Particle Scale Modeling of CuFeAlO4 During Reduction with CO in Chemical Looping Applications

Particle scale models that couple reaction phenomena to changes in the solid-state chemistry of an oxygen carrier system are critical to the advancement of the chemical looping concept by allowing for a means to assess process scale up. This work presents an analysis of the reduction for a CuFeAlO4 oxygen carrier with Carbon Monoxide (CO). The analysis was utilized to aid in the application of particle scale model representation of the carrier system. An experimentally driven study was conducted to provide an array of operational/parametric data sets for the analysis and their impact accessed.
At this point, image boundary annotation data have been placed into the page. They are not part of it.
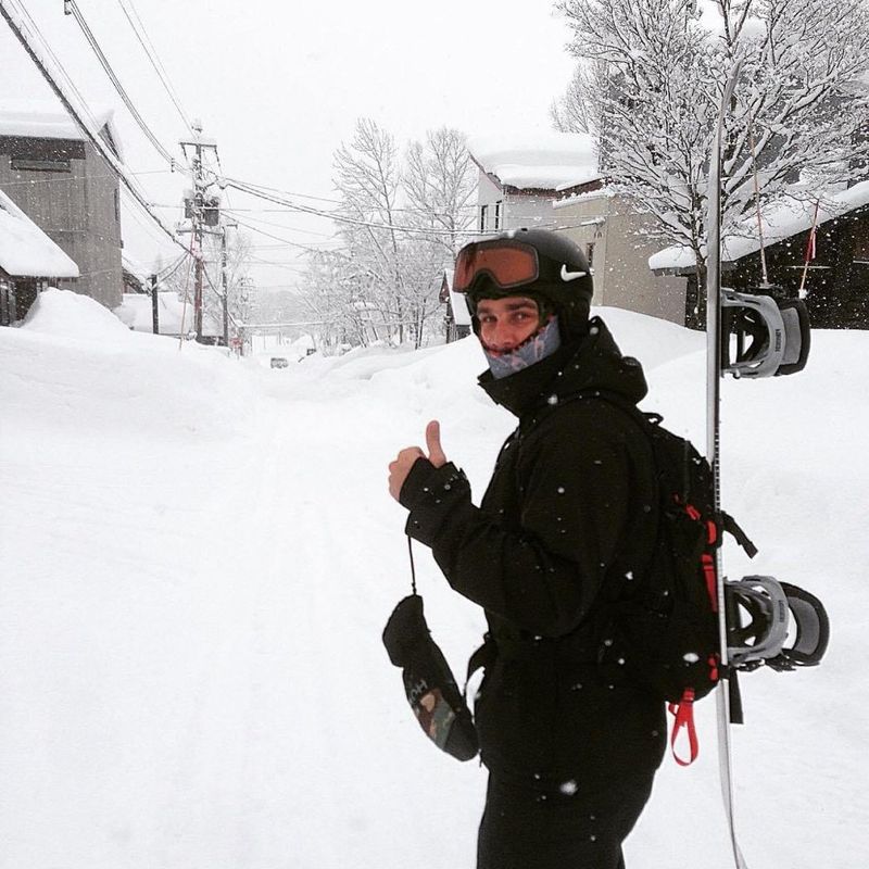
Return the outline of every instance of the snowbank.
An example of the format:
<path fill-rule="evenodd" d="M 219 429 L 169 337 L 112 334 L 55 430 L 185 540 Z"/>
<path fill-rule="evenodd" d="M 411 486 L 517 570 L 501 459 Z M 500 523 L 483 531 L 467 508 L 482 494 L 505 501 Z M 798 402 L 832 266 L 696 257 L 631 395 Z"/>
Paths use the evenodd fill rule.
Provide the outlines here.
<path fill-rule="evenodd" d="M 419 732 L 380 632 L 410 590 L 388 462 L 439 418 L 479 499 L 515 423 L 475 386 L 476 341 L 272 371 L 118 330 L 70 295 L 0 329 L 4 860 L 473 866 L 483 771 Z M 702 336 L 599 313 L 646 363 L 646 406 L 702 443 Z M 816 332 L 804 373 L 725 385 L 723 499 L 760 547 L 753 564 L 728 550 L 728 570 L 805 585 L 833 625 L 817 670 L 743 680 L 750 866 L 862 869 L 869 845 L 869 713 L 843 702 L 869 691 L 855 666 L 869 628 L 869 410 L 854 398 L 869 392 L 867 353 L 865 332 Z M 481 615 L 415 551 L 461 671 Z M 714 707 L 696 710 L 697 763 L 665 761 L 629 866 L 732 867 Z"/>

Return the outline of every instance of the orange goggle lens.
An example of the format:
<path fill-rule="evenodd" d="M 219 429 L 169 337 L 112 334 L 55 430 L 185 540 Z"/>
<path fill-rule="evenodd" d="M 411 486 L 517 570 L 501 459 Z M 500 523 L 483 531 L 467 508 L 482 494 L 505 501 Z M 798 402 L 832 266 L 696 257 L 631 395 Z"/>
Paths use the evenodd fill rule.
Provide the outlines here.
<path fill-rule="evenodd" d="M 537 280 L 537 251 L 520 241 L 480 241 L 463 248 L 455 261 L 453 291 L 467 292 L 479 275 L 508 290 Z"/>

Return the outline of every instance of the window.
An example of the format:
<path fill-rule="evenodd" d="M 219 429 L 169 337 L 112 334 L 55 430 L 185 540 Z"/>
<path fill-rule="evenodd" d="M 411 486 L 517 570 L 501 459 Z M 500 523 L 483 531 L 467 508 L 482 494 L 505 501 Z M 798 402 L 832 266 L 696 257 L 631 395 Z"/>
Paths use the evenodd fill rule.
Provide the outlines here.
<path fill-rule="evenodd" d="M 35 160 L 27 156 L 13 156 L 12 168 L 22 172 L 71 172 L 68 160 Z"/>

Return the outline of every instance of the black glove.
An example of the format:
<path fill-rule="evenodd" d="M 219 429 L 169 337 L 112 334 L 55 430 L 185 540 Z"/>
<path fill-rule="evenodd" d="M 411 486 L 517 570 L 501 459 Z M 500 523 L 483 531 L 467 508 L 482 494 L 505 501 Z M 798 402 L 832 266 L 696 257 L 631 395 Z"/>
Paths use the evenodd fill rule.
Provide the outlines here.
<path fill-rule="evenodd" d="M 450 665 L 431 639 L 423 599 L 412 594 L 399 603 L 383 629 L 389 659 L 402 668 L 404 692 L 425 734 L 459 760 L 478 751 L 470 710 Z"/>

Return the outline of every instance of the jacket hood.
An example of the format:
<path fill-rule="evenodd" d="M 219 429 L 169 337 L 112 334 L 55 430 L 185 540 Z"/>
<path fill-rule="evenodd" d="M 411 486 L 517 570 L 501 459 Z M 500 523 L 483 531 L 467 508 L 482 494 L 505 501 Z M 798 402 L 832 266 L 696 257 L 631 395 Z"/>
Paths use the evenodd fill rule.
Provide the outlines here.
<path fill-rule="evenodd" d="M 622 356 L 600 317 L 589 320 L 589 332 L 536 365 L 496 380 L 491 371 L 479 383 L 496 404 L 524 414 L 585 390 L 615 392 L 637 404 L 648 388 L 640 363 Z"/>

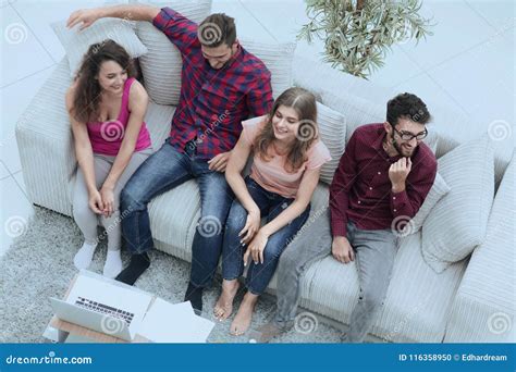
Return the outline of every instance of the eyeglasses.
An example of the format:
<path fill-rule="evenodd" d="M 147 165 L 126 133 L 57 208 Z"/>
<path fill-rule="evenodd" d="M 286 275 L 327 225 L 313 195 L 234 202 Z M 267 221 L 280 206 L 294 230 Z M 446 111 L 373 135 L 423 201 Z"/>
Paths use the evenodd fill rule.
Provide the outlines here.
<path fill-rule="evenodd" d="M 397 133 L 400 138 L 402 138 L 403 140 L 413 140 L 413 138 L 416 138 L 417 140 L 421 140 L 421 139 L 425 139 L 428 136 L 428 131 L 427 129 L 425 129 L 423 132 L 418 133 L 418 134 L 411 134 L 410 132 L 397 131 L 394 126 L 392 128 L 394 129 L 394 132 Z"/>

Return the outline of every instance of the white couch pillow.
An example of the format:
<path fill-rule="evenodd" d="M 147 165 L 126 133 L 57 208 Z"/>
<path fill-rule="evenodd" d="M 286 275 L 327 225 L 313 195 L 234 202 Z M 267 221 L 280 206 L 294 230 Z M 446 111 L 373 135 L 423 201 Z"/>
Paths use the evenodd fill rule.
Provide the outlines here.
<path fill-rule="evenodd" d="M 417 233 L 425 223 L 428 214 L 432 208 L 441 200 L 447 193 L 450 193 L 450 186 L 446 184 L 444 178 L 439 174 L 435 174 L 435 179 L 433 181 L 432 188 L 428 193 L 422 206 L 419 208 L 419 211 L 411 219 L 411 222 L 407 225 L 407 233 L 414 234 Z"/>
<path fill-rule="evenodd" d="M 278 98 L 292 87 L 292 60 L 296 50 L 295 42 L 265 44 L 239 39 L 245 50 L 255 54 L 271 73 L 272 96 Z"/>
<path fill-rule="evenodd" d="M 112 39 L 125 48 L 132 58 L 147 53 L 147 48 L 134 33 L 133 23 L 119 18 L 101 18 L 86 29 L 78 30 L 78 25 L 69 29 L 66 22 L 60 21 L 51 27 L 61 41 L 69 60 L 71 76 L 74 77 L 81 67 L 84 54 L 96 42 Z"/>
<path fill-rule="evenodd" d="M 197 24 L 211 12 L 211 0 L 152 1 L 151 4 L 173 9 Z M 139 59 L 147 92 L 156 103 L 177 106 L 183 66 L 179 49 L 150 22 L 138 22 L 136 34 L 148 49 Z"/>
<path fill-rule="evenodd" d="M 344 153 L 346 122 L 340 112 L 317 102 L 317 124 L 319 126 L 319 137 L 330 150 L 332 158 L 322 165 L 320 181 L 330 185 L 333 174 L 339 168 L 339 161 Z"/>
<path fill-rule="evenodd" d="M 437 272 L 466 258 L 486 237 L 494 196 L 493 147 L 483 136 L 438 159 L 451 190 L 422 224 L 422 256 Z"/>

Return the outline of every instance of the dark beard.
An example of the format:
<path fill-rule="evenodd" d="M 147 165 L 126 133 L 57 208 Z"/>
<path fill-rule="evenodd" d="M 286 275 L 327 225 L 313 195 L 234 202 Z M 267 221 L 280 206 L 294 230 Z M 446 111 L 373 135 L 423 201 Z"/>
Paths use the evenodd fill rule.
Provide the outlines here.
<path fill-rule="evenodd" d="M 400 144 L 396 141 L 396 139 L 394 138 L 394 132 L 391 134 L 391 144 L 394 147 L 394 150 L 396 150 L 397 154 L 403 157 L 404 154 L 403 154 L 402 148 Z"/>

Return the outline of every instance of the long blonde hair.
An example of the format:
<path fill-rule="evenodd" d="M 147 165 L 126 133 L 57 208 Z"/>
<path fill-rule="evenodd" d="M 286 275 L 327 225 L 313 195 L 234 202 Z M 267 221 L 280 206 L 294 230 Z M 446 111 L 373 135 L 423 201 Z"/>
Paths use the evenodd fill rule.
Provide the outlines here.
<path fill-rule="evenodd" d="M 307 160 L 308 149 L 318 138 L 316 97 L 310 91 L 298 87 L 288 88 L 278 97 L 268 115 L 266 125 L 254 142 L 255 152 L 263 161 L 270 161 L 272 158 L 269 154 L 269 148 L 275 139 L 272 117 L 274 117 L 280 106 L 293 108 L 300 122 L 296 139 L 288 150 L 285 163 L 286 171 L 294 173 Z"/>

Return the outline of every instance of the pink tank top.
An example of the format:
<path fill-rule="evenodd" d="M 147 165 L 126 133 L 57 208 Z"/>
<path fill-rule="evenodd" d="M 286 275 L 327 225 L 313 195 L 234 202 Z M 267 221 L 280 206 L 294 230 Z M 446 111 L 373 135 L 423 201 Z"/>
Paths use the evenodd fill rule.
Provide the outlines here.
<path fill-rule="evenodd" d="M 89 140 L 95 153 L 115 157 L 119 153 L 122 140 L 124 139 L 125 128 L 130 119 L 128 96 L 131 85 L 135 78 L 131 77 L 125 80 L 124 92 L 122 94 L 122 106 L 120 108 L 119 117 L 108 122 L 90 122 L 87 123 Z M 150 147 L 150 135 L 147 131 L 145 122 L 139 129 L 138 139 L 136 140 L 135 151 L 142 151 Z"/>

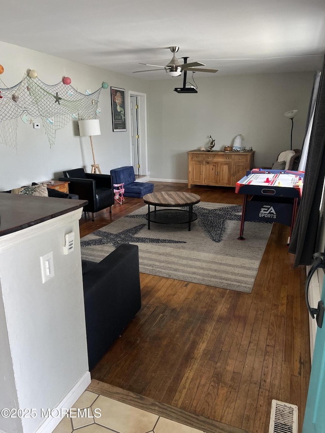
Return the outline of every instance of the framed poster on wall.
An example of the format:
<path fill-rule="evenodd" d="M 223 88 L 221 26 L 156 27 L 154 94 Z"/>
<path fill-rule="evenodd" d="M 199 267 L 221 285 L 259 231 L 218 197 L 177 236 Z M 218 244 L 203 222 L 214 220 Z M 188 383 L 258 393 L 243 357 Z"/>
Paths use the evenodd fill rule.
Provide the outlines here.
<path fill-rule="evenodd" d="M 114 132 L 126 131 L 125 89 L 111 87 L 111 99 L 113 130 Z"/>

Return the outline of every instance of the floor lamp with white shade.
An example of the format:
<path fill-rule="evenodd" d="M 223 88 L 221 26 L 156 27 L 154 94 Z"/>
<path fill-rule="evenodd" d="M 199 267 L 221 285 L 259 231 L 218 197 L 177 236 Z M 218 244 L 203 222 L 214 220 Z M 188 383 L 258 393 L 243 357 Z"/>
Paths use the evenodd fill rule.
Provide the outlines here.
<path fill-rule="evenodd" d="M 298 110 L 290 110 L 284 113 L 284 115 L 291 120 L 291 136 L 290 139 L 290 150 L 292 150 L 292 129 L 294 129 L 294 117 L 298 112 Z"/>
<path fill-rule="evenodd" d="M 91 173 L 99 173 L 102 174 L 102 172 L 98 164 L 96 163 L 95 159 L 95 153 L 93 151 L 93 145 L 92 144 L 92 136 L 101 135 L 101 127 L 100 121 L 98 119 L 89 119 L 86 120 L 78 120 L 78 123 L 79 126 L 79 134 L 81 137 L 88 136 L 90 139 L 90 144 L 91 145 L 91 152 L 92 153 L 92 158 L 93 164 L 91 164 Z"/>

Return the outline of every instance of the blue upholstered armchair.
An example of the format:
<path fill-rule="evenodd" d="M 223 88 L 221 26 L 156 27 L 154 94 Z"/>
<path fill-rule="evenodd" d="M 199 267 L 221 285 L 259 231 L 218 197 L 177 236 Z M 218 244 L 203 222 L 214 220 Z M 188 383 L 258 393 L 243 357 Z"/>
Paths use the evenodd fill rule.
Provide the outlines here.
<path fill-rule="evenodd" d="M 113 183 L 124 183 L 124 197 L 141 198 L 153 191 L 153 184 L 150 182 L 136 182 L 134 170 L 132 166 L 119 167 L 111 170 Z"/>

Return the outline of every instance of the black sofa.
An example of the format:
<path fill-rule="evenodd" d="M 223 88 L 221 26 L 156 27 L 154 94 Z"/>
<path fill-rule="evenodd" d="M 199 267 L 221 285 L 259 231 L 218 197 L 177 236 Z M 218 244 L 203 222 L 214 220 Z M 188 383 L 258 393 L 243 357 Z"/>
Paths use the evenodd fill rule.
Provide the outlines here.
<path fill-rule="evenodd" d="M 99 263 L 82 264 L 91 370 L 141 307 L 139 249 L 123 244 Z"/>

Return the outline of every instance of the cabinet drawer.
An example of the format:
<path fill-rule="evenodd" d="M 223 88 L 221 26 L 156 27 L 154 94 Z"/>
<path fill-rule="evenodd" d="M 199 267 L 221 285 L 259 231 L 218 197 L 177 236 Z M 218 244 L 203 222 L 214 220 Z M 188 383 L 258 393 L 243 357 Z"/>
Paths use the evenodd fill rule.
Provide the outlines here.
<path fill-rule="evenodd" d="M 204 160 L 204 155 L 194 153 L 191 155 L 191 159 L 192 161 L 203 161 Z"/>
<path fill-rule="evenodd" d="M 234 155 L 234 160 L 235 162 L 246 162 L 247 160 L 247 155 Z"/>
<path fill-rule="evenodd" d="M 214 155 L 205 155 L 205 160 L 207 162 L 210 161 L 231 162 L 233 160 L 233 155 L 226 153 L 216 153 Z"/>

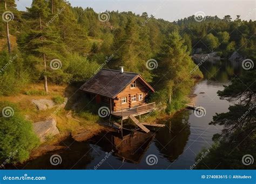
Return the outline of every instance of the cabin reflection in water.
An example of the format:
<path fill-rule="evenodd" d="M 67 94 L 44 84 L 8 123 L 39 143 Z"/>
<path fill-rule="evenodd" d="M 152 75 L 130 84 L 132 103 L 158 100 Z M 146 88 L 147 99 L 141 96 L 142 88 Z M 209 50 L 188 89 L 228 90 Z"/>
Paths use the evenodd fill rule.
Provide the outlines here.
<path fill-rule="evenodd" d="M 155 133 L 134 131 L 123 136 L 112 136 L 112 144 L 117 150 L 115 155 L 123 161 L 138 164 L 146 152 Z"/>

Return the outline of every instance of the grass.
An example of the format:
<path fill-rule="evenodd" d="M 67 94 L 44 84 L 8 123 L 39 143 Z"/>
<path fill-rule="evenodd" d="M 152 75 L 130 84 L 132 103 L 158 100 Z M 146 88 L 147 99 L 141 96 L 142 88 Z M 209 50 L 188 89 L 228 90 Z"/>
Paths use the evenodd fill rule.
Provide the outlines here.
<path fill-rule="evenodd" d="M 47 95 L 47 93 L 44 91 L 39 91 L 36 90 L 30 90 L 24 93 L 26 95 Z"/>
<path fill-rule="evenodd" d="M 76 88 L 51 84 L 49 85 L 48 88 L 49 93 L 45 94 L 43 83 L 30 84 L 25 87 L 20 94 L 0 96 L 0 101 L 17 104 L 21 113 L 32 122 L 44 121 L 52 117 L 56 119 L 59 135 L 49 138 L 43 145 L 55 144 L 71 134 L 75 135 L 87 130 L 97 132 L 102 129 L 102 126 L 97 123 L 99 120 L 98 116 L 89 112 L 82 112 L 82 116 L 77 116 L 72 112 L 72 116 L 67 116 L 70 114 L 70 111 L 60 108 L 62 107 L 59 104 L 62 104 L 64 100 L 64 94 L 73 95 Z M 31 100 L 43 98 L 51 99 L 57 104 L 51 109 L 38 111 Z"/>
<path fill-rule="evenodd" d="M 65 101 L 65 98 L 60 96 L 55 96 L 52 97 L 53 102 L 57 104 L 61 104 Z"/>

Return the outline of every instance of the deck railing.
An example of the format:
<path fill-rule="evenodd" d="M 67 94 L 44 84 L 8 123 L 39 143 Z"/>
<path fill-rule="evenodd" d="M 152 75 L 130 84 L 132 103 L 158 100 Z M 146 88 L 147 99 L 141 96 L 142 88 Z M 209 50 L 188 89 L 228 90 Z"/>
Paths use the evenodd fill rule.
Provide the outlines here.
<path fill-rule="evenodd" d="M 138 107 L 136 107 L 130 109 L 130 110 L 132 109 L 136 109 L 136 114 L 140 114 L 144 112 L 146 112 L 148 111 L 151 111 L 156 108 L 156 102 L 152 102 L 150 103 L 147 103 L 145 105 L 140 105 Z"/>

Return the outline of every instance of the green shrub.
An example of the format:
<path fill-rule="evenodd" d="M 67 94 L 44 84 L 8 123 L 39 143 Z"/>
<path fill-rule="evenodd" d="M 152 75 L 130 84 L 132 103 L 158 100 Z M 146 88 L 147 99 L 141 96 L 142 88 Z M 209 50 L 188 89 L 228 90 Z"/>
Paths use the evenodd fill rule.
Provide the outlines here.
<path fill-rule="evenodd" d="M 39 139 L 33 131 L 32 122 L 25 119 L 15 104 L 0 102 L 0 110 L 3 112 L 0 114 L 0 161 L 22 162 L 39 145 Z"/>
<path fill-rule="evenodd" d="M 81 112 L 79 114 L 79 116 L 89 121 L 97 121 L 99 119 L 98 115 L 93 115 L 89 111 Z"/>
<path fill-rule="evenodd" d="M 44 91 L 38 91 L 36 90 L 30 90 L 24 93 L 26 95 L 47 95 Z"/>
<path fill-rule="evenodd" d="M 64 103 L 65 98 L 60 96 L 56 96 L 52 98 L 52 100 L 55 103 L 60 104 Z"/>

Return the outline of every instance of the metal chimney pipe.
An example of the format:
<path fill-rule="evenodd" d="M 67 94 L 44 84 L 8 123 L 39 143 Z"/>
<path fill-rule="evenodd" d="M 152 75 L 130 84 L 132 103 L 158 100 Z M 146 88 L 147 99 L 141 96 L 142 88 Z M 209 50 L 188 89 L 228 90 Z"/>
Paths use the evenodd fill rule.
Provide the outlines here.
<path fill-rule="evenodd" d="M 120 68 L 120 73 L 124 73 L 124 67 L 119 67 L 119 68 Z"/>

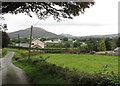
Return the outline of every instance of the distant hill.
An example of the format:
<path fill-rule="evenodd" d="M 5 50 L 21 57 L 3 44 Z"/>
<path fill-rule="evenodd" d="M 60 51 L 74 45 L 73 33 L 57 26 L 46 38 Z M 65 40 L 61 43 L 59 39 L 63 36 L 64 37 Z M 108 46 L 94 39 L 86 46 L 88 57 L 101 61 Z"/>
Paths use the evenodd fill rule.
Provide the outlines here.
<path fill-rule="evenodd" d="M 70 35 L 70 34 L 64 34 L 64 33 L 62 33 L 62 34 L 60 34 L 61 36 L 64 36 L 64 37 L 67 37 L 67 38 L 72 38 L 72 37 L 74 37 L 73 35 Z"/>
<path fill-rule="evenodd" d="M 15 32 L 8 33 L 10 38 L 17 38 L 18 34 L 20 34 L 21 38 L 29 38 L 30 35 L 30 28 L 27 28 L 25 30 L 19 30 Z M 52 32 L 48 32 L 40 27 L 33 27 L 33 38 L 62 38 L 60 35 L 56 35 Z"/>
<path fill-rule="evenodd" d="M 118 37 L 118 34 L 108 34 L 108 35 L 90 35 L 90 36 L 83 36 L 87 38 L 115 38 Z"/>

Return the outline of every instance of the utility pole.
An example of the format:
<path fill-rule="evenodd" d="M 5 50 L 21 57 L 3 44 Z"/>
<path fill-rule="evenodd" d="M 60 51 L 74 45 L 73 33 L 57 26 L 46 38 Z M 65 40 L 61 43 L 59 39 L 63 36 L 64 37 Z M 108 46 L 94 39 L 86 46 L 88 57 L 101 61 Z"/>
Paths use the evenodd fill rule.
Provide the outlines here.
<path fill-rule="evenodd" d="M 29 54 L 28 54 L 28 61 L 30 60 L 30 54 L 31 54 L 31 41 L 32 41 L 32 29 L 33 26 L 31 25 L 31 29 L 30 29 L 30 40 L 29 40 Z"/>
<path fill-rule="evenodd" d="M 19 47 L 19 50 L 20 50 L 20 34 L 18 34 L 18 47 Z"/>

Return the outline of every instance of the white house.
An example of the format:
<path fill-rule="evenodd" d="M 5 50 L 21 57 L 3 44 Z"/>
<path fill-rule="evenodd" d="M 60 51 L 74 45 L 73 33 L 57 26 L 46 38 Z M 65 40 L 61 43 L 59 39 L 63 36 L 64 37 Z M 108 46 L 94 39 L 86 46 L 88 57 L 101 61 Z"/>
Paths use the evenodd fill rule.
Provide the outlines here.
<path fill-rule="evenodd" d="M 61 40 L 60 39 L 54 39 L 54 40 L 47 40 L 45 41 L 45 43 L 60 43 Z"/>
<path fill-rule="evenodd" d="M 38 39 L 34 39 L 32 42 L 31 42 L 31 47 L 32 48 L 44 48 L 45 47 L 45 44 L 44 42 L 38 40 Z"/>

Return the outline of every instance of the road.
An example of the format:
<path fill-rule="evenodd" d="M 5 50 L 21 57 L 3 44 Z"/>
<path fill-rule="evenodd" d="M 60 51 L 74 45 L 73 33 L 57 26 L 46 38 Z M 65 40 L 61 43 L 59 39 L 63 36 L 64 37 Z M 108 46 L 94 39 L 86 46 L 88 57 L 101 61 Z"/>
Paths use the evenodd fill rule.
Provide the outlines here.
<path fill-rule="evenodd" d="M 14 52 L 8 52 L 8 54 L 1 59 L 0 85 L 3 84 L 5 86 L 9 86 L 9 85 L 25 86 L 26 84 L 28 86 L 29 83 L 25 73 L 22 71 L 22 69 L 16 67 L 12 63 L 13 56 L 14 56 Z"/>

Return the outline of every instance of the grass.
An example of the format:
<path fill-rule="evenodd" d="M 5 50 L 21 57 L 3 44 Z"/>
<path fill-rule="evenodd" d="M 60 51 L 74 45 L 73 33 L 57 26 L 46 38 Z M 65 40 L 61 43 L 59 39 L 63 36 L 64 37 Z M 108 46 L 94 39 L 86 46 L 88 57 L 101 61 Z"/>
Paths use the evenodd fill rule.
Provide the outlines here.
<path fill-rule="evenodd" d="M 14 60 L 14 64 L 22 68 L 29 76 L 29 80 L 34 86 L 41 86 L 41 84 L 64 84 L 65 81 L 57 76 L 44 73 L 35 67 L 33 64 L 19 63 Z"/>
<path fill-rule="evenodd" d="M 118 83 L 118 78 L 112 77 L 104 78 L 101 73 L 95 72 L 111 72 L 117 74 L 118 72 L 118 57 L 116 56 L 99 56 L 90 54 L 39 54 L 32 52 L 31 62 L 26 61 L 26 50 L 8 49 L 16 52 L 15 57 L 20 57 L 18 60 L 13 59 L 13 63 L 23 69 L 28 75 L 30 81 L 34 86 L 41 86 L 41 84 L 76 84 L 96 82 L 106 84 L 108 82 L 113 84 Z M 34 55 L 35 54 L 35 55 Z M 24 56 L 25 55 L 25 56 Z M 41 57 L 47 59 L 44 63 L 41 62 Z M 43 61 L 44 62 L 44 61 Z M 53 65 L 56 64 L 56 65 Z M 77 69 L 78 71 L 70 71 Z M 81 73 L 85 72 L 85 73 Z M 112 73 L 113 73 L 112 72 Z M 90 73 L 90 74 L 89 74 Z M 92 74 L 91 74 L 92 73 Z M 80 74 L 80 75 L 79 75 Z M 106 74 L 106 73 L 105 73 Z M 114 75 L 114 74 L 113 74 Z M 120 83 L 120 82 L 119 82 Z M 88 86 L 88 85 L 83 85 Z M 93 86 L 93 85 L 90 85 Z M 105 85 L 101 85 L 105 86 Z M 117 86 L 117 85 L 106 85 Z"/>
<path fill-rule="evenodd" d="M 77 69 L 80 72 L 94 73 L 108 71 L 118 73 L 117 56 L 100 56 L 89 54 L 41 54 L 32 57 L 39 59 L 40 56 L 50 57 L 47 61 L 70 69 Z"/>

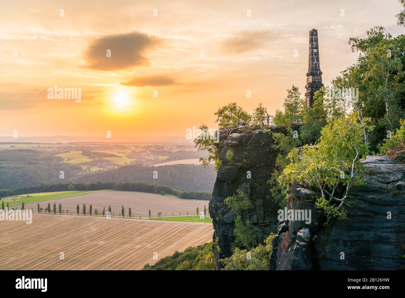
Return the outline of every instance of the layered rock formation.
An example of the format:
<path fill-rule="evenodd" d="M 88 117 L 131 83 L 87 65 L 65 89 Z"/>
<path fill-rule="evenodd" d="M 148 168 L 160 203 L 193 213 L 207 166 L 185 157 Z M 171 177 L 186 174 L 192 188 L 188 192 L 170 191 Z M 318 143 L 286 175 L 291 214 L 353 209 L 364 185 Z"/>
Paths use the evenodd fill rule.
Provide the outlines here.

Quantification of the cubic spinel oxide phase and changes due to lattice oxygen depletion from reduction were explored to link the solid-state chemistry changes to the reaction progression. Reduction occurred in a multistep process as oxygen was depleted from the structure. Oxygen bound to Cu cations were the first to react with CO. As oxygen was depleted further phase re-orientation occurred resulting in an iron based aluminate (FeAl2O4) with discrete metallic copper present. FeAl2O4 was further depleted of oxygen to metallic Fe and alumina. The multistep process was emulated through the use of a multi-interface Grainy pellet model. To add to the utility of the model, the effects of product gas, CO2, on the reaction progression were incorporated into the description. In addition, the catalytic effects of the Boudouard reaction were examined and incorporated into the representation adding to the novelty of the work.